If the first term of an A.P. is 3 and the sum of its first 25 terms is equal to the sum of its next 15 terms, then the common difference of this A.P. is:

We have an arithmetic progression (A.P.) whose first term is given as $$a = 3$$ and whose common difference is $$d$$ (unknown for the moment).
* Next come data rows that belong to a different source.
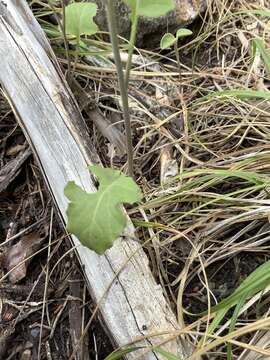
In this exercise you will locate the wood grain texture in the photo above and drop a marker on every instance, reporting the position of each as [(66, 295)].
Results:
[(133, 304)]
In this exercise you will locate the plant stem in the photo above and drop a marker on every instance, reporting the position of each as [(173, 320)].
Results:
[(123, 90), (177, 58), (134, 24)]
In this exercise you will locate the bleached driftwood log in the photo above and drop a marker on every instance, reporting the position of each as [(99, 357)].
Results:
[(133, 304)]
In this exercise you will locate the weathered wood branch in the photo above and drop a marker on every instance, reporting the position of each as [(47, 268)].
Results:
[(133, 304)]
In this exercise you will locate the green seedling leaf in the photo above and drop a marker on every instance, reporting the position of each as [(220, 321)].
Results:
[(151, 8), (183, 32), (167, 41), (79, 19), (97, 219)]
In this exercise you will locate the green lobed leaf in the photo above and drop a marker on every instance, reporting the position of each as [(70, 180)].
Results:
[(183, 32), (98, 219), (79, 19), (167, 41), (152, 8)]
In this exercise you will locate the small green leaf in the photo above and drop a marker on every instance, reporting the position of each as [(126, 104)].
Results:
[(152, 8), (167, 41), (97, 219), (79, 19), (183, 32)]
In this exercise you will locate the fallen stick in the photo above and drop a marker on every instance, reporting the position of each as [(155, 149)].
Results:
[(132, 305)]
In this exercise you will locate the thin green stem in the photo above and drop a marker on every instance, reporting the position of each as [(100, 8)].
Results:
[(134, 25), (123, 91), (177, 58)]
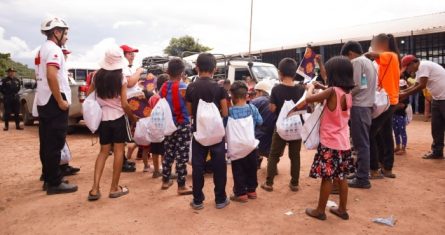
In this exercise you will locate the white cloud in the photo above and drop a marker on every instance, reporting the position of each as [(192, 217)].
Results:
[(16, 46), (119, 24)]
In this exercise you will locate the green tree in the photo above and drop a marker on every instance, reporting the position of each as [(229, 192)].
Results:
[(22, 70), (184, 43)]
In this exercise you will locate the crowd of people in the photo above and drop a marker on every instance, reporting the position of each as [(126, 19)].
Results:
[(248, 111)]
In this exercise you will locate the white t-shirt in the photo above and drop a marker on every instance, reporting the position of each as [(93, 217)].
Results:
[(50, 54), (135, 90), (436, 78)]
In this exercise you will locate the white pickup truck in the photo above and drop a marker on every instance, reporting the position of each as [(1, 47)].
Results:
[(78, 93)]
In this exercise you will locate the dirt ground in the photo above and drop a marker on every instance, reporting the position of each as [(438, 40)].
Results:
[(416, 198)]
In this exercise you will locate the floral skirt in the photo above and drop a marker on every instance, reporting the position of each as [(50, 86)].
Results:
[(332, 164)]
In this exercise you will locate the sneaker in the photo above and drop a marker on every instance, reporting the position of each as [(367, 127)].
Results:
[(62, 188), (166, 185), (252, 195), (223, 204), (197, 206), (355, 183), (156, 174), (148, 169), (242, 198), (293, 188), (184, 190)]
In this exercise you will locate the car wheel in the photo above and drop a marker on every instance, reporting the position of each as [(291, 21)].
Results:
[(28, 119)]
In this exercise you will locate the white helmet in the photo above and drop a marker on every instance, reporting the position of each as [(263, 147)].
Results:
[(52, 23)]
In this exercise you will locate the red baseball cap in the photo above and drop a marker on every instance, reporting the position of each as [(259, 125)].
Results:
[(66, 51), (127, 48), (407, 60)]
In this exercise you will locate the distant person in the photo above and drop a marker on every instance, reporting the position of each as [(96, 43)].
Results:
[(333, 160), (265, 131), (111, 90), (206, 89), (400, 122), (10, 87), (386, 55), (363, 95), (132, 74), (157, 150), (244, 168), (177, 145), (432, 76), (52, 99), (286, 90)]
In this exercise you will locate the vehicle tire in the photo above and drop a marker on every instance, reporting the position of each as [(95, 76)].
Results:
[(28, 119), (70, 130)]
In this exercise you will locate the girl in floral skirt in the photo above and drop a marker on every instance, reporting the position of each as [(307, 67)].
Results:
[(333, 161)]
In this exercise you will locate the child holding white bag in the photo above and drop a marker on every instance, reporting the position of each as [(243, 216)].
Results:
[(242, 147)]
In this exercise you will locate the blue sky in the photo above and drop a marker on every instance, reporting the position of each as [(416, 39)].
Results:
[(222, 25)]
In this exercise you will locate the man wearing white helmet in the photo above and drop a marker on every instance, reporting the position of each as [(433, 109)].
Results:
[(53, 97)]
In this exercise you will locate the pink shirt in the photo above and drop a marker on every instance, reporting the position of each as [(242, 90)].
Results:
[(334, 129), (112, 108)]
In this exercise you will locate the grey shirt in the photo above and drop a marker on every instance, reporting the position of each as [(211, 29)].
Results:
[(365, 77)]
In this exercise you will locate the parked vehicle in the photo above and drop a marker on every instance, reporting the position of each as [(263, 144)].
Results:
[(27, 95)]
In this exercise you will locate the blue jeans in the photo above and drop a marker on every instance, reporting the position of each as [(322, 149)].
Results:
[(218, 155)]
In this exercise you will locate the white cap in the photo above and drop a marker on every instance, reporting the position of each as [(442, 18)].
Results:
[(53, 22), (114, 59), (264, 85)]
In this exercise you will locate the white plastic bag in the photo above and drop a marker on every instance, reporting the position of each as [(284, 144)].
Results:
[(381, 103), (65, 156), (311, 129), (92, 112), (409, 114), (289, 127), (161, 122), (240, 137), (209, 124), (141, 132)]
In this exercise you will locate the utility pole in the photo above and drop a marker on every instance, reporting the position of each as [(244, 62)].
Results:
[(250, 34)]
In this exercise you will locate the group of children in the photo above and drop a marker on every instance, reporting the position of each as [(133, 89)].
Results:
[(332, 162)]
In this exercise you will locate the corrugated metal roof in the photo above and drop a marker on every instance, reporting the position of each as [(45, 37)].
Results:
[(416, 25)]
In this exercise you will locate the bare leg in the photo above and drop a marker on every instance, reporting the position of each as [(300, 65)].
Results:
[(145, 154), (156, 162), (325, 191), (130, 151), (99, 167), (343, 195), (117, 166)]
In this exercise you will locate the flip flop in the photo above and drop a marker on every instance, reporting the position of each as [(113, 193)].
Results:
[(92, 197), (344, 215), (123, 191), (266, 187), (311, 213)]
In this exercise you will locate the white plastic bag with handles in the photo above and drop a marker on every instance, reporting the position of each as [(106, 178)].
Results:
[(92, 112), (381, 103), (209, 124), (289, 127), (240, 137), (141, 132), (65, 156), (161, 122), (311, 129)]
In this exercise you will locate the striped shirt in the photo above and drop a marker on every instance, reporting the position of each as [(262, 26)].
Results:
[(173, 92)]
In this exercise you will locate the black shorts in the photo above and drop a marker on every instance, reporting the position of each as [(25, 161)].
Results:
[(157, 148), (116, 131)]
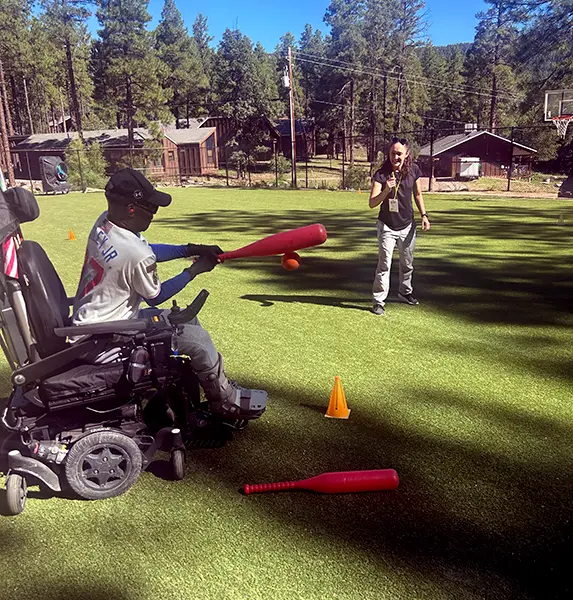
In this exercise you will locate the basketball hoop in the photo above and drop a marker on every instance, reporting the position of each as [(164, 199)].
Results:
[(561, 123)]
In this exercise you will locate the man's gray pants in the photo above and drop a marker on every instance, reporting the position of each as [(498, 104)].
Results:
[(388, 239)]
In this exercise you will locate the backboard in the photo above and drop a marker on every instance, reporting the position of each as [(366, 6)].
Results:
[(558, 103)]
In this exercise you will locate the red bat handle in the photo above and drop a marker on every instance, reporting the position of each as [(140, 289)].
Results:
[(280, 243), (335, 483)]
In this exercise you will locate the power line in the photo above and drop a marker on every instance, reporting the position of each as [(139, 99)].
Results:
[(332, 63), (338, 64)]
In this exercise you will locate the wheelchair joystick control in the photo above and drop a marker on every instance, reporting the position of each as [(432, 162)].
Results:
[(175, 309)]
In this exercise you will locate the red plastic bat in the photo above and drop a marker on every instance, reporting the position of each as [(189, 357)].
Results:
[(335, 483), (279, 243)]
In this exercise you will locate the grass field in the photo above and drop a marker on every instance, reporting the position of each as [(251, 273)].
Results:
[(467, 396)]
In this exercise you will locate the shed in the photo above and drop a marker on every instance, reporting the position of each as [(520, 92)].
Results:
[(494, 153), (304, 137), (114, 142), (190, 151)]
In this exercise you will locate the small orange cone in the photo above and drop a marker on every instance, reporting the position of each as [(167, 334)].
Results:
[(337, 407)]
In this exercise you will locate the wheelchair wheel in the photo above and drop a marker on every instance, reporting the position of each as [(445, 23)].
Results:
[(16, 492), (102, 465), (178, 464)]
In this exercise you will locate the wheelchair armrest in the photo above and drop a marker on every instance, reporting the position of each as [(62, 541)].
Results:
[(124, 326), (51, 364)]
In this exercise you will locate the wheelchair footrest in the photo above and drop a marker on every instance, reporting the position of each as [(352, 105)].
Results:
[(206, 431), (81, 385)]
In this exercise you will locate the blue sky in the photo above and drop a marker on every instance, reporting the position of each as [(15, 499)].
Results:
[(266, 21)]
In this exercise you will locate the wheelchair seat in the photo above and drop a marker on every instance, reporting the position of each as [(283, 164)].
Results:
[(66, 414), (81, 385)]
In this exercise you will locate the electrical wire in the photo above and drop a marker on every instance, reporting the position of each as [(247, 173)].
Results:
[(340, 64)]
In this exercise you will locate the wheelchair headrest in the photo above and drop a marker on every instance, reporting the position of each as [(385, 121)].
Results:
[(45, 297), (17, 205)]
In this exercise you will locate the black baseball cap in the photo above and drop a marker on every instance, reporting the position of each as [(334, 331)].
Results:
[(129, 185)]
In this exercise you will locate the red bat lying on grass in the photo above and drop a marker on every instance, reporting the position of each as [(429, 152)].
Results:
[(335, 483), (281, 243)]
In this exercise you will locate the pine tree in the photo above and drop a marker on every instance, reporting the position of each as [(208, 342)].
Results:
[(16, 56), (491, 57), (240, 89), (125, 60), (65, 21), (203, 41), (183, 77)]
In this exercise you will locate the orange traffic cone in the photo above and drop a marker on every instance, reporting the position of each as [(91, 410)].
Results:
[(337, 407)]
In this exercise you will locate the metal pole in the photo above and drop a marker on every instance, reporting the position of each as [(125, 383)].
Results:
[(510, 170), (29, 171), (343, 160), (430, 183), (306, 157), (276, 163), (80, 170), (292, 121)]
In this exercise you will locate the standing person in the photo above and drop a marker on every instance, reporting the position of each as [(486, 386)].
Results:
[(120, 272), (392, 188)]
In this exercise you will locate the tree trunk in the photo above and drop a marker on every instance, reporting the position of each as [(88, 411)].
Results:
[(6, 147), (74, 91), (493, 105), (400, 103), (5, 99), (17, 117), (129, 103), (496, 61), (30, 122), (351, 157)]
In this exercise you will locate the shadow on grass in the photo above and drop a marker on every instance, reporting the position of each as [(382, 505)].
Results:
[(521, 286), (478, 523), (473, 521)]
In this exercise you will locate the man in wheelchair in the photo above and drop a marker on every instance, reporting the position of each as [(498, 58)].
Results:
[(120, 271), (96, 393)]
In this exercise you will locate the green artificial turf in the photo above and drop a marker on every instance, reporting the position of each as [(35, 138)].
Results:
[(468, 396)]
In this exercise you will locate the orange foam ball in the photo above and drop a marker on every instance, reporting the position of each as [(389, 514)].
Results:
[(290, 261)]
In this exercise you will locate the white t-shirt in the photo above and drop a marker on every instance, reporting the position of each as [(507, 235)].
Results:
[(119, 271)]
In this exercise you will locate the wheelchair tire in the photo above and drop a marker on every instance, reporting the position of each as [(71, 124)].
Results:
[(178, 464), (102, 465), (16, 493)]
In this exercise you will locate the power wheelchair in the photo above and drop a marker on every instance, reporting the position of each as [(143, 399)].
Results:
[(74, 426)]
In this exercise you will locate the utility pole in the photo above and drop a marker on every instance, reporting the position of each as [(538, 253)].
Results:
[(63, 113), (384, 109), (352, 122), (292, 121), (6, 146), (30, 122), (4, 93)]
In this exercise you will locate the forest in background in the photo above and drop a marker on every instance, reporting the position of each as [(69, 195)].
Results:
[(372, 71)]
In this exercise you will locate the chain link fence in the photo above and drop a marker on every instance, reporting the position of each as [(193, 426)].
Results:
[(347, 163)]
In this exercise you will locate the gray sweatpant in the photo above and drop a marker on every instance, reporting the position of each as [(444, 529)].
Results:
[(388, 239), (191, 339)]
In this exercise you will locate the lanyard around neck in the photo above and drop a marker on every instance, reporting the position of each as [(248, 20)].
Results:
[(398, 186)]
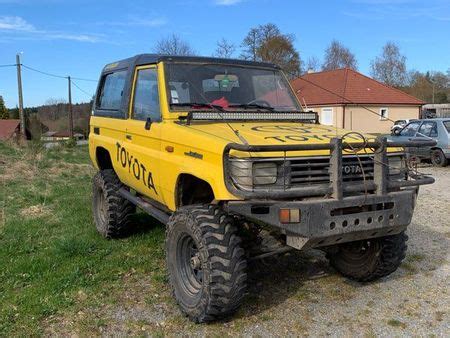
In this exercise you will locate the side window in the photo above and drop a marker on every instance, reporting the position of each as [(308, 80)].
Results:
[(112, 90), (447, 126), (410, 129), (428, 129), (146, 97)]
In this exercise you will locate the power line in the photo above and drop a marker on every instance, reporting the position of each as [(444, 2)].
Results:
[(45, 73), (81, 89), (83, 79), (56, 75)]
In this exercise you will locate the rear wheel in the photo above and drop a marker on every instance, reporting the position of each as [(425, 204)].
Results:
[(206, 264), (438, 158), (368, 260), (112, 212)]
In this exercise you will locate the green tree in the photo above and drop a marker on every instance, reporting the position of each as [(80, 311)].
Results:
[(4, 113)]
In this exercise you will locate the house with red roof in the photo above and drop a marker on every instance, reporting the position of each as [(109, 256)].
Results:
[(9, 130), (347, 99)]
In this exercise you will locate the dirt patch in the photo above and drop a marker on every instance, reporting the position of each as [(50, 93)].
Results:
[(34, 211), (300, 294)]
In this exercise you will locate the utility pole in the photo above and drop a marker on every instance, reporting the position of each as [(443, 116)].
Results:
[(19, 85), (70, 108)]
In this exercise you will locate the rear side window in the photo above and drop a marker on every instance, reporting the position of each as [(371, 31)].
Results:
[(410, 129), (428, 129), (146, 97), (447, 126), (112, 91)]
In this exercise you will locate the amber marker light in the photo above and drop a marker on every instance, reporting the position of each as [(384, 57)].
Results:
[(290, 216)]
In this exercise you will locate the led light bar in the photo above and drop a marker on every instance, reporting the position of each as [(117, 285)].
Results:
[(309, 117)]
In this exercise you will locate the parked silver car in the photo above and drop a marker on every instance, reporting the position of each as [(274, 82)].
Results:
[(399, 125), (436, 129)]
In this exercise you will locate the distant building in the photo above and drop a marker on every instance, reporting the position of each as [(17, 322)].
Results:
[(341, 97), (10, 130)]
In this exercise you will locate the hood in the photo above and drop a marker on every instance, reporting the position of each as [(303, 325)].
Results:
[(275, 133)]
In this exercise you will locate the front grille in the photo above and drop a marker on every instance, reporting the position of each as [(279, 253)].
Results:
[(309, 171)]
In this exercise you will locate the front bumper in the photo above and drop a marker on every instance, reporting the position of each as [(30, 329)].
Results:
[(340, 211), (325, 222)]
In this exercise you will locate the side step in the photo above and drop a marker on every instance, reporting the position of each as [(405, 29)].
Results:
[(147, 207)]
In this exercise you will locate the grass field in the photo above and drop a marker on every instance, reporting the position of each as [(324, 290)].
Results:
[(58, 277), (53, 263)]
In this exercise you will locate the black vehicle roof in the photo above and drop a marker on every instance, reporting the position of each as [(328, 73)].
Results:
[(144, 59)]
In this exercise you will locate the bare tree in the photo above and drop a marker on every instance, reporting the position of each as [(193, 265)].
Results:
[(250, 44), (4, 113), (173, 45), (267, 43), (313, 64), (225, 49), (280, 50), (255, 38), (338, 56), (390, 66)]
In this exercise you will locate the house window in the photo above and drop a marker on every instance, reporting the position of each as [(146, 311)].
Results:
[(326, 116), (384, 113)]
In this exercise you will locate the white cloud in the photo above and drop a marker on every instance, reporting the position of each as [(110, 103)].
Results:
[(15, 23), (24, 30), (134, 20), (227, 2)]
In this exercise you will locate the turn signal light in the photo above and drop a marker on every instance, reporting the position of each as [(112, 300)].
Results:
[(290, 216)]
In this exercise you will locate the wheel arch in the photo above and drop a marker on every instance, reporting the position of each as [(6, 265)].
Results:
[(103, 158), (191, 189)]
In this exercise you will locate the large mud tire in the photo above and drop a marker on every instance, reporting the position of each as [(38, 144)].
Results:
[(369, 260), (205, 262), (112, 212)]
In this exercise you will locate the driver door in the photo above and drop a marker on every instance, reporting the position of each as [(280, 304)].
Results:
[(142, 139)]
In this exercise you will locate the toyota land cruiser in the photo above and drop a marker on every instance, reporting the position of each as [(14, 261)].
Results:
[(221, 152)]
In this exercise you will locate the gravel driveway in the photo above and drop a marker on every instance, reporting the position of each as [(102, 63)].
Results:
[(301, 294)]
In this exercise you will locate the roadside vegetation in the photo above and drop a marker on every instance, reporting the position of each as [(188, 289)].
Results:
[(53, 261), (58, 277)]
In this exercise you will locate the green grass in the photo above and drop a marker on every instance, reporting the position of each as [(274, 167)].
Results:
[(53, 262)]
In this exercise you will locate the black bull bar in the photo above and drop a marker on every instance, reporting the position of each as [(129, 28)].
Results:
[(336, 217), (380, 184)]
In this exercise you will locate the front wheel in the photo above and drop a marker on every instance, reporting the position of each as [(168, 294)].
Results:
[(370, 259), (205, 262), (438, 158)]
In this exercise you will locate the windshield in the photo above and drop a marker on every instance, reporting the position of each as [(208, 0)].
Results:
[(195, 86)]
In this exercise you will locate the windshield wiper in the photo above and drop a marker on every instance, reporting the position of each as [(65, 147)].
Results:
[(197, 104), (251, 105)]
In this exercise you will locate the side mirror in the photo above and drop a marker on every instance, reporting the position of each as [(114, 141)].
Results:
[(148, 123)]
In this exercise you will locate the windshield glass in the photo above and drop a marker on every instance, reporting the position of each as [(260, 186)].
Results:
[(229, 86)]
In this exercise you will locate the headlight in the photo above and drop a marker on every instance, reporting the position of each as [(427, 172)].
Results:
[(247, 174), (264, 173), (396, 165)]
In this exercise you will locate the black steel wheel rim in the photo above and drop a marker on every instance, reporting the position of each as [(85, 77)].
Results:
[(437, 157), (189, 265), (359, 252)]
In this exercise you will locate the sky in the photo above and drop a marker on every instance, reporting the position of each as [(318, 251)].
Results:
[(78, 38)]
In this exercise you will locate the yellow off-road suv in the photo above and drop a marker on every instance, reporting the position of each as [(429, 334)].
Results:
[(221, 152)]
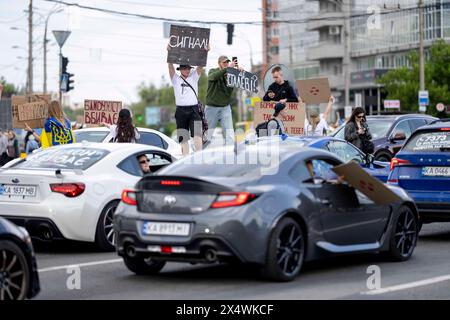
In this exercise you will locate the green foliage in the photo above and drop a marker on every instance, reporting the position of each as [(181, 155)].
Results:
[(403, 83)]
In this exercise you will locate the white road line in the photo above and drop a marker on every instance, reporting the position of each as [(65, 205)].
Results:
[(87, 264), (409, 285)]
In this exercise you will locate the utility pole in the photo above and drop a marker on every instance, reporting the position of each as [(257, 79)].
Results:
[(421, 49), (346, 7), (30, 48)]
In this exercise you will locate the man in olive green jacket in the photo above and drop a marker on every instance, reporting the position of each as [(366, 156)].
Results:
[(218, 100)]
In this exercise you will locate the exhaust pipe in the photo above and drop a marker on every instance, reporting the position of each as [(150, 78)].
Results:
[(45, 232), (131, 251), (211, 255)]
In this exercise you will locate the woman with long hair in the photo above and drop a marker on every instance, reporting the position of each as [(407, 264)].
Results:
[(57, 128), (357, 131), (124, 131)]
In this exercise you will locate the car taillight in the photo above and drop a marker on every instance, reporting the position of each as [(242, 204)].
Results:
[(70, 190), (395, 162), (232, 199), (129, 197)]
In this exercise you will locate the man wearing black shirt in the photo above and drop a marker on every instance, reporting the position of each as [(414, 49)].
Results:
[(280, 90)]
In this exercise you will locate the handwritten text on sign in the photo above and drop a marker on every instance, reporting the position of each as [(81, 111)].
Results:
[(99, 111), (293, 122), (188, 45), (242, 80)]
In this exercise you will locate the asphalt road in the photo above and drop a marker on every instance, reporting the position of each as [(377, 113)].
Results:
[(104, 276)]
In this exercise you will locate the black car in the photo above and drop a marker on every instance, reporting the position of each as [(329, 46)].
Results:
[(19, 277), (273, 214), (389, 132)]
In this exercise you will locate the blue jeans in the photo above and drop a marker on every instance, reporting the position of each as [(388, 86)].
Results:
[(222, 114)]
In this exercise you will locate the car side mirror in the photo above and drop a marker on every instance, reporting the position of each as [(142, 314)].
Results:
[(398, 136)]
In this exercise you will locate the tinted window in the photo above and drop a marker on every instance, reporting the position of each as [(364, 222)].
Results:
[(63, 158), (402, 126), (151, 139), (91, 136), (345, 151), (416, 123), (429, 142)]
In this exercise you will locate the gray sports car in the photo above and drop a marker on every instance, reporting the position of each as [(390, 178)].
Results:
[(276, 214)]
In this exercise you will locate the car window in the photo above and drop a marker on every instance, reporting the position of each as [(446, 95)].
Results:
[(416, 123), (152, 139), (345, 151), (429, 141), (402, 126), (63, 158), (90, 136)]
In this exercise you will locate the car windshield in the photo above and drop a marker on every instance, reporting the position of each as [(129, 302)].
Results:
[(63, 158), (91, 136), (430, 141)]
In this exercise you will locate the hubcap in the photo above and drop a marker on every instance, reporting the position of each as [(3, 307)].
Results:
[(12, 276), (405, 233), (108, 225), (289, 249)]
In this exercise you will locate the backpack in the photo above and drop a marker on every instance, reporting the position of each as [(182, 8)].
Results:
[(261, 129)]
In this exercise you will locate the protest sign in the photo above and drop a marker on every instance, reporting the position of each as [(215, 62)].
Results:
[(314, 91), (242, 80), (293, 122), (101, 111), (31, 109), (188, 45), (373, 188)]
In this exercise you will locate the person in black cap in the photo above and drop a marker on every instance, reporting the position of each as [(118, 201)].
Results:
[(124, 131), (185, 87), (275, 126)]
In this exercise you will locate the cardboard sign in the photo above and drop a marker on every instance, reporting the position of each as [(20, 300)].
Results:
[(31, 109), (101, 111), (188, 45), (294, 121), (242, 80), (314, 91), (373, 188)]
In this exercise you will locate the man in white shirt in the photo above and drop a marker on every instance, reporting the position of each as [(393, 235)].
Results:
[(316, 124)]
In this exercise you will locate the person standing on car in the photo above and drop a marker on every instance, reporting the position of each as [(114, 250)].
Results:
[(123, 131), (280, 90), (187, 116), (57, 128), (357, 131), (218, 100), (275, 126)]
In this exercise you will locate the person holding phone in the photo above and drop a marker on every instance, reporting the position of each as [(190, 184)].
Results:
[(280, 90), (218, 99)]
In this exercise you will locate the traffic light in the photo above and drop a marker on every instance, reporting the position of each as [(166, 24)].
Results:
[(230, 30)]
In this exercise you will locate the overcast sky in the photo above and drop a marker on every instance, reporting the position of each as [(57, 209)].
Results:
[(111, 55)]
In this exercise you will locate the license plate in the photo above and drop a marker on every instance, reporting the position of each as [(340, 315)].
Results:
[(436, 171), (166, 228), (17, 190)]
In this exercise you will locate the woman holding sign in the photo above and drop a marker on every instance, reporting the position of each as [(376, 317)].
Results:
[(57, 128)]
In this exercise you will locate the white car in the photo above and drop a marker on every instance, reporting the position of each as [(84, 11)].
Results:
[(148, 136), (71, 191)]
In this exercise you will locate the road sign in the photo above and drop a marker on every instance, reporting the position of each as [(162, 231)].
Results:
[(424, 98), (440, 107), (392, 104)]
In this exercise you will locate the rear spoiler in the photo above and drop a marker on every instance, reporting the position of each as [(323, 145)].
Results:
[(179, 183)]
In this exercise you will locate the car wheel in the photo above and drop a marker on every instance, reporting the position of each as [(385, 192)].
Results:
[(384, 157), (404, 235), (143, 266), (104, 236), (285, 252), (14, 273)]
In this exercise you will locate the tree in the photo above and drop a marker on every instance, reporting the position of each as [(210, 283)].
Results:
[(403, 83)]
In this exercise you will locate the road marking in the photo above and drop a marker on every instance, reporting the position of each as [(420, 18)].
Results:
[(87, 264), (409, 285)]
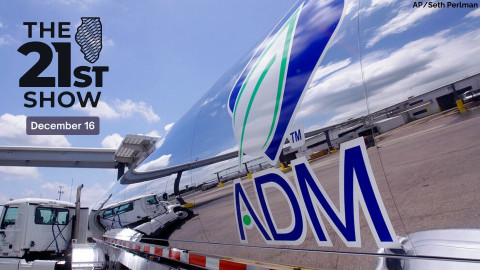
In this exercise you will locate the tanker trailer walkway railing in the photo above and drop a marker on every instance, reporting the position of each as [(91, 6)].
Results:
[(183, 258)]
The question tells us that the sum of the first 25 terms is exactly equal to the sum of the next 15 terms. The phrase “next 15 terms’’ means the terms numbered 26th to 40th. In symbols, if $$S_n$$ denotes the sum of the first $$n$$ terms, then

$$\text{Sum of next 15 terms} = S_{40} - S_{25}.$$

The condition can therefore be written as

$$S_{25} = S_{40} - S_{25}.$$

Simplifying, we get

$$2\,S_{25} = S_{40}. \quad -(1)$$

Now we recall the well-known formula for the sum of the first $$n$$ terms of an A.P.:

$$S_n = \frac{n}{2}\,\Bigl[\,2a + (n-1)d\,\Bigr].$$

Using this formula, let us first write $$S_{25}$$ explicitly:

$$S_{25} = \frac{25}{2}\,\Bigl[\,2a + (25-1)d\,\Bigr].$$

Substituting $$a = 3$$, we get

$$S_{25} = \frac{25}{2}\,\Bigl[\,2(3) + 24d\,\Bigr] = \frac{25}{2}\,\Bigl[\,6 + 24d\,\Bigr].$$

Next, we write $$S_{40}$$ in the same manner:

$$S_{40} = \frac{40}{2}\,\Bigl[\,2a + (40-1)d\,\Bigr].$$

Again substituting $$a = 3$$, we obtain

$$S_{40} = 20\,\Bigl[\,2(3) + 39d\,\Bigr] = 20\,\Bigl[\,6 + 39d\,\Bigr].$$

We now substitute these expressions into equation (1):

$$2\,S_{25} = S_{40}$$

$$\Longrightarrow 2\left(\frac{25}{2}\,\left[\,6 + 24d\,\right]\right) = 20\,\left[\,6 + 39d\,\right].$$

The factor $$2$$ in front of $$S_{25}$$ cancels with the denominator $$2$$, leaving

$$25\,\bigl[\,6 + 24d\,\bigr] \;=\; 20\,\bigl[\,6 + 39d\,\bigr].$$

Let us expand both sides carefully, term by term:

Left side:
$$25 \times 6 + 25 \times 24d = 150 + 600d.$$

Right side:
$$20 \times 6 + 20 \times 39d = 120 + 780d.$$

So our equation becomes

$$150 + 600d = 120 + 780d.$$

We now bring all terms involving $$d$$ to one side and all constant terms to the other side. Subtract $$600d$$ from both sides and subtract $$120$$ from both sides:

$$150 - 120 = 780d - 600d.$$

This simplifies to

$$30 = 180d.$$

Finally, we solve for $$d$$ by dividing both sides by $$180$$:

$$d = \frac{30}{180} = \frac{1}{6}.$$

Hence, the common difference of the A.P. is $$\dfrac{1}{6}$$.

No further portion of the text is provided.